3.3.1 The acriflavine resistance protein B (AcrB) undergoes network rearrangement.
The acriflavine resistance protein B is a multidrug efflux pump found in the inner membrane component of the AcrAB-ToiC drug efflux system found in E coli . The overexpression of this protein machinery in the organism renders it resistant to a wide range of drugs as it functions to efflux the molecules out of the cell. The mechanism of function of the protein have been well studied. There are three distinct domains in each subunit of the AcrB protein, the transmembrane domain (TM-domain), pore domain and the ToiC docking domain. Drug molecules enter the protein from the central cavity in the TM-domain domain which are passed into the pore through channels that can open and close based on conformation coupling in the helices of the protein. The molecules efflux into the docking domain via the central funnel.

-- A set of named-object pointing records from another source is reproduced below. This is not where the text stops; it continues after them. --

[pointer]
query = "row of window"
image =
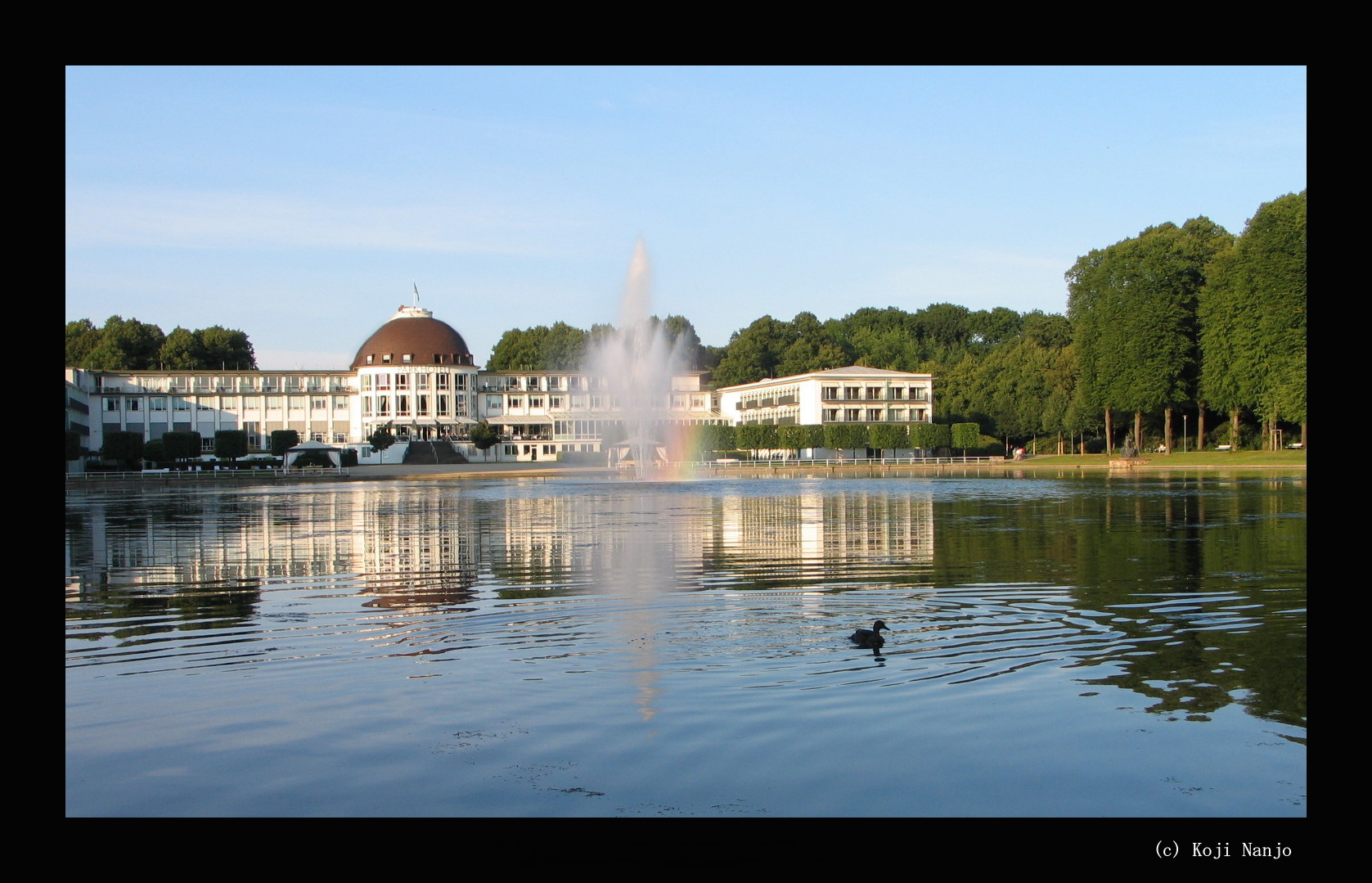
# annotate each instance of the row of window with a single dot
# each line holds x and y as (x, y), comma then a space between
(407, 358)
(875, 415)
(875, 393)
(412, 381)
(401, 405)
(227, 403)
(229, 384)
(677, 401)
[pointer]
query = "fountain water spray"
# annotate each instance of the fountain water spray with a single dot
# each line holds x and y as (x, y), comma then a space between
(637, 363)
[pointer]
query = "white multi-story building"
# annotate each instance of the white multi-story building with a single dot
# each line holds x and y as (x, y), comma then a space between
(852, 394)
(417, 378)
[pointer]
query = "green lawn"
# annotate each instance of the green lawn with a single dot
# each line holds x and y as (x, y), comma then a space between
(1197, 457)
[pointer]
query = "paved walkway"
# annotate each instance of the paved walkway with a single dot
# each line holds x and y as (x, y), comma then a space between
(471, 470)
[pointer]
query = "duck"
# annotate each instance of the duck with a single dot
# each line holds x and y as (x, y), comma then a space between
(870, 637)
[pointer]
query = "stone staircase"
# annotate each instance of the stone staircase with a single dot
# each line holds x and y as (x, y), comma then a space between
(433, 452)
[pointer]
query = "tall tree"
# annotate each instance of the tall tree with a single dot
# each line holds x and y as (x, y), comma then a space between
(1253, 318)
(1134, 311)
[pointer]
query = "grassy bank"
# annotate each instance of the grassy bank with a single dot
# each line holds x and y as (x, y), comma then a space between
(1224, 459)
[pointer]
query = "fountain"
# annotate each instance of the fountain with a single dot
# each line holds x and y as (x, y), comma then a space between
(636, 363)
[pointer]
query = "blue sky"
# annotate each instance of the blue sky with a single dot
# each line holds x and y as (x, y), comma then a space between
(301, 205)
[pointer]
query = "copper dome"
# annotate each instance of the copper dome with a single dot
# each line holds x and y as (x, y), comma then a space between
(413, 336)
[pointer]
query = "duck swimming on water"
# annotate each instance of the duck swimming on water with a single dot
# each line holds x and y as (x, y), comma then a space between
(870, 637)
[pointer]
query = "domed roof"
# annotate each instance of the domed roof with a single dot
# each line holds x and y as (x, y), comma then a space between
(413, 336)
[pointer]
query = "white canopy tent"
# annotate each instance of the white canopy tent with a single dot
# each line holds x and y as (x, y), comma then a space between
(294, 453)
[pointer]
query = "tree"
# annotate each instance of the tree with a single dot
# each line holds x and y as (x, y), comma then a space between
(380, 439)
(758, 437)
(180, 350)
(755, 352)
(966, 435)
(888, 437)
(845, 437)
(283, 441)
(231, 444)
(1134, 311)
(225, 349)
(124, 447)
(124, 345)
(182, 445)
(484, 435)
(798, 437)
(1253, 318)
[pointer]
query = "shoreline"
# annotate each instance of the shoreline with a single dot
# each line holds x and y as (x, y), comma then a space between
(785, 469)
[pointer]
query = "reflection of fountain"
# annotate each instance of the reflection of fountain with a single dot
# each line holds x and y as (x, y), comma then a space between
(637, 362)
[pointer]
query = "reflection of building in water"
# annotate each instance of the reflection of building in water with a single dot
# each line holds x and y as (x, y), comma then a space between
(397, 544)
(555, 540)
(816, 528)
(419, 548)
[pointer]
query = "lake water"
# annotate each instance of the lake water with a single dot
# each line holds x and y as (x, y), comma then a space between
(1064, 644)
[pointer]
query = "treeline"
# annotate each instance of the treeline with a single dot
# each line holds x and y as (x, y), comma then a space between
(131, 345)
(1187, 326)
(565, 348)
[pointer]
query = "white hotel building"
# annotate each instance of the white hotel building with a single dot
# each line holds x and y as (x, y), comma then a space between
(416, 375)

In the bound form, the AcrB trimer is bound to two molecules of designed ankyrin-repeat protein (DARPin) inhibitors (PDB ID 2J8S shown in Supplementary Figure 3A). This binding mimics the different functional states of the proteins, where the three chains of AcrB are locked in three different states which reveal the mechanism of drug efflux from the channels of each chain. Alteration of the network around the channel in the pore domain of AcrB (Chain A) is observed upon binding with the DARPin molecule (Figure 2A). The pore domain has an open channel that allows for the efflux of drug molecules which is closed in the inhibitor bound form of the protein. The closing of this channel is mediated by rearrangement of sidechain interactions facing outwards of the channel to face inwards thus closing the gate. This leads to a significant rearrangement of the network in the protein and hence the high network dissimilarity is observed.